The company, which is trying to convince investors it can do a better job at operating its business than its suitor Charter, said its three year operating plan is to generate revenue of $25.7 billion and adjusted operating income before depreciation and amortization of $9.4 billion by 2016.
"We have the right team and a strategic plan to deliver strong long-term, sustainable results," the company said in its presentation on its website.
CEO Rob Marcus, who took over January 1, kicked off the conference call saying he is committed to creating shareholder value and that Charter's recent bid to acquire Time Warner Cable significantly undervalues our company.
Marcus also dismissed the notion that Time Warner Cable is behind Charter in any way. Charter's campaign for investor support to its $37.3 billion bid has focused on how Charter could run Time Warner Cable better under its CEO Tom Rutledge
The company released a presentation showing how Time Warner Cable has higher margins than Charter and offers more products and a better business services unit, which is the fastest growing area in the cable industry right now.
Time Warner Cable said it is aiming to increase annual capital spending to $3.7 billion to $3.8 billion over the next three years, which should allow the company to improve the technology of its cable systems, invest in infrastructure and replace older equipment.

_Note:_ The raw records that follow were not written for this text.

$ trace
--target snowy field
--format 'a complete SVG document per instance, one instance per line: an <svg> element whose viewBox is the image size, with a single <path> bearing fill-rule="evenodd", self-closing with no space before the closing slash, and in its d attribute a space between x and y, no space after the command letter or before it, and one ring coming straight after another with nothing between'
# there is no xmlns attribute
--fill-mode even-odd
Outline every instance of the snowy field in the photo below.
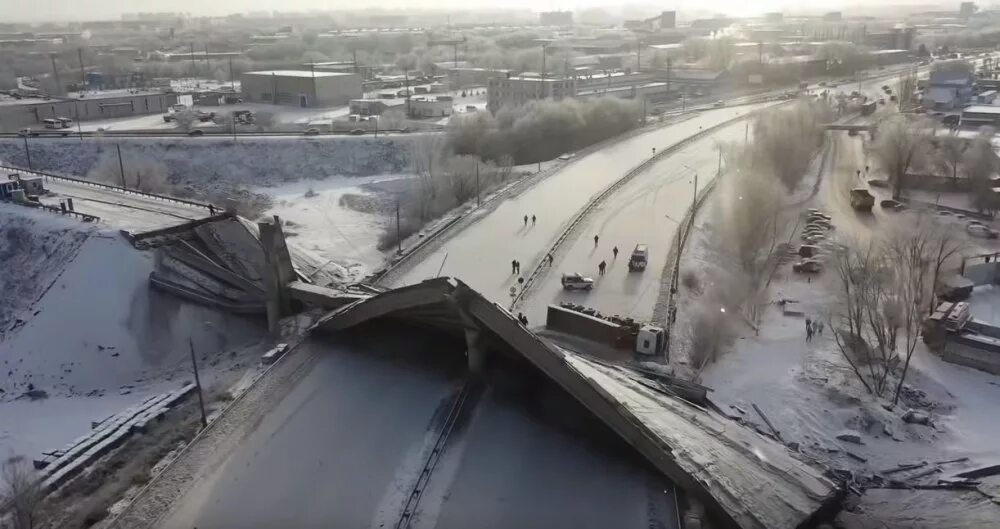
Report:
<svg viewBox="0 0 1000 529"><path fill-rule="evenodd" d="M398 173L407 167L406 139L388 137L240 137L232 138L33 138L28 142L32 167L40 171L85 175L101 158L113 157L116 145L128 159L163 162L179 180L211 179L230 184L274 185L331 175L370 176ZM27 167L24 142L0 139L0 160Z"/></svg>
<svg viewBox="0 0 1000 529"><path fill-rule="evenodd" d="M4 236L30 229L51 252L38 259L30 247L0 250L5 281L30 283L17 304L4 300L20 322L0 331L0 453L58 448L91 420L190 380L189 337L208 388L257 363L261 322L151 290L152 254L117 232L12 205L0 205L0 216ZM29 398L29 390L46 396Z"/></svg>
<svg viewBox="0 0 1000 529"><path fill-rule="evenodd" d="M378 269L385 259L378 238L389 217L385 213L358 211L341 203L345 195L377 200L369 186L406 178L400 175L330 177L319 181L294 182L255 191L266 193L274 203L266 215L285 222L289 240L346 267L361 279Z"/></svg>
<svg viewBox="0 0 1000 529"><path fill-rule="evenodd" d="M848 173L853 177L857 166L852 160L829 164L819 183L813 174L800 185L799 191L816 186L818 192L815 196L804 195L808 200L791 206L789 214L793 218L785 229L794 234L793 243L798 240L792 226L794 217L807 207L830 213L838 237L872 237L880 233L875 228L879 223L890 221L886 215L893 214L876 212L860 222L849 206L837 203L836 182ZM718 196L711 195L697 216L681 264L682 270L698 270L702 277L721 270L720 263L731 257L710 242L713 231L719 229L715 223L720 214L715 208L723 202L714 200ZM795 194L795 198L801 196ZM832 272L810 280L793 273L791 262L794 259L777 268L758 332L749 325L739 325L734 342L701 374L702 382L713 388L712 398L717 404L763 425L753 409L756 404L786 442L798 443L807 457L836 468L872 472L907 462L969 457L968 464L976 465L1000 460L1000 444L996 442L1000 438L1000 421L995 420L1000 377L946 363L919 342L899 404L890 405L891 395L888 399L869 395L841 355L829 328L806 341L805 318L826 320L835 310L832 300L836 299L836 288L827 277ZM682 289L678 299L675 334L681 337L681 351L692 307L699 303L697 296L687 290ZM784 314L777 303L780 299L798 300L802 314ZM977 307L983 319L988 319L986 314L1000 313L1000 296L990 299L984 301L988 306ZM676 349L671 363L684 359L683 352ZM691 366L680 368L690 370ZM927 413L930 425L902 421L908 409ZM847 430L859 434L860 443L837 438ZM951 470L957 471L957 467L945 468L944 475Z"/></svg>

"We need to focus on product enhancements that move the dial," Marcus said.
The company said revenue would rise 4 percent to 5 percent this year, above the roughly 2 percent analysts are expecting, according to Thomson Reuters I/B/E/S.
The company said it lost 217,000 video subscribers in the quarter, which was an improvement from the third quarter when it lost more than 300,000 subscribers.
Time Warner Cable's finance chief Arthur Minson said on the call that some of Time Warner Cable's subscriber numbers in 2013 were "dismal" but said the company was now seeing some momentum in 2014.
In the fourth quarter, the U.S. cable operator added 39,000 net residential Internet subscribers, a turnaround from a weak third quarter when it lost 24,000 subscribers.
The company said residential subscriber activity improved sequentially each month in the quarter and continued to improve in January.
Cable operators in the United States are increasingly depending on Internet customers for growth as they face rising programming costs and continue to lose cable TV subscribers to telecom and satellite companies.
Net income attributable to Time Warner Cable rose 5 percent to $540 million, or $1.89 per share, in the fourth quarter, from $513 million, or $1.68 per share, a year earlier.
Revenue rose about 2 percent to $5.58 billion.
Analysts on average expected earnings of $1.73 per share on revenue of $5.56 billion, according to Thomson Reuters I/B/E/S.
Shares of the company were flat in pre-market trading at $132.03 per share.